Sabtu, 3 Maret 2018 12:43

Jawaban Menohok Dinas PUPR KBB Soal Jalan Ditanami Pisang di Desa Mekar Jaya

Reporter : Fery Bangkit 
Jalan di Kampung Cihamirung, Desa Mekar Jaya Kecamatan Cihampelas.
Jalan di Kampung Cihamirung, Desa Mekar Jaya Kecamatan Cihampelas. [Limawaktu]

Limawaktu.id,- Dinas Pekerjaan Umum dan Penataan Ruang (PUPR) Kabupaten Bandung Barat (KBB) menyatakan, pihaknya segera melakukan perbaikan jalan yang ditanami pohon pisang di Desa Mekar Jaya, Kecamatan Cihampelas. Perbaikan dipastikan akan dilakukan tahun ini.

Pernyataan tersebut merupakan jawaban atas protes warga yang dilakukan dengan menanam sejumlah pohon pisang hingga mengancam akan 'golput' pada Pemilihan Bupati/Wakil Bupati KBB 2018.

"Kami tegaskan jalan di Kampung Cihamirung, Desa Mekar Jaya itu akan diperbaiki tahun ini karena sudah teralokasikan," tegas Kepala Bidang Jalan dan Jembatan pada Dinas PUPR KBB, Ridwan, Jumat (4/3/2018).

Ridwan mengaku, pengajuan perbaikan jalan itu sudah diusulkan melalui Musrembang 2016 dan 2017 oleh pihak desa melalui kecamatan. Untuk itu pihaknya menganggarkan perbaikan di tahun ini dengan dua paket pekerjaan jalan dari Batujajar hingga Cihampelas.

"Perbaikan sudah teranggarkan masing-masing senilai Rp150 juta dan Rp180 juta.
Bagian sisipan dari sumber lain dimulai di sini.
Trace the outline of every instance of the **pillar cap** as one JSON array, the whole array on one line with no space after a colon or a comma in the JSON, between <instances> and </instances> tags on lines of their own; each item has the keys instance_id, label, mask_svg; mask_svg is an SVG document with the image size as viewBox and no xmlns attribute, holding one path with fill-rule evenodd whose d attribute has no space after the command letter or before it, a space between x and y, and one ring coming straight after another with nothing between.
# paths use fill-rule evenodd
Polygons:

Protes ini terjadi karena informasi tidak tersampaikan oleh camat dan desa ke pada warganya," kata Ridwan kesal.

Dia mengaku kesal karena akibat informasi yang tidak tersampaikan itu, dirinya jadi ditegur oleh Bupati, Abubakar karena ada jalan rusak yang ditanami pohon pisang. Ia tak habis pikir apakah aparatur di tingkat kecamatan dan desa menyimak dan menyerap informasi secara detail atau tidak. Pasalnya, informasi yang disampaikan ke warga menjadi simpang siur.

"Secepatnya akan dilakukan (perbaikan) karena saat ini sedang persiapan. Total ada 59 paket lelang perbaikan jalan dan jembatan yang sudah dikerjakan di bulan Februari lalu," tegasnya.

Anggota Komisi III DPRD KBB Aep Nurdin meminta, agar pemerintah daerah tanggap dengan persoalan infrastruktur khususnya jalan-jalan yang rusak.

"Kejadian seperti di Desa Mekar Jaya, Cihampelas, jangan sampai terulang karena ada warga yang kesal lalau menanam pohon di tengah jalan," tandasnya.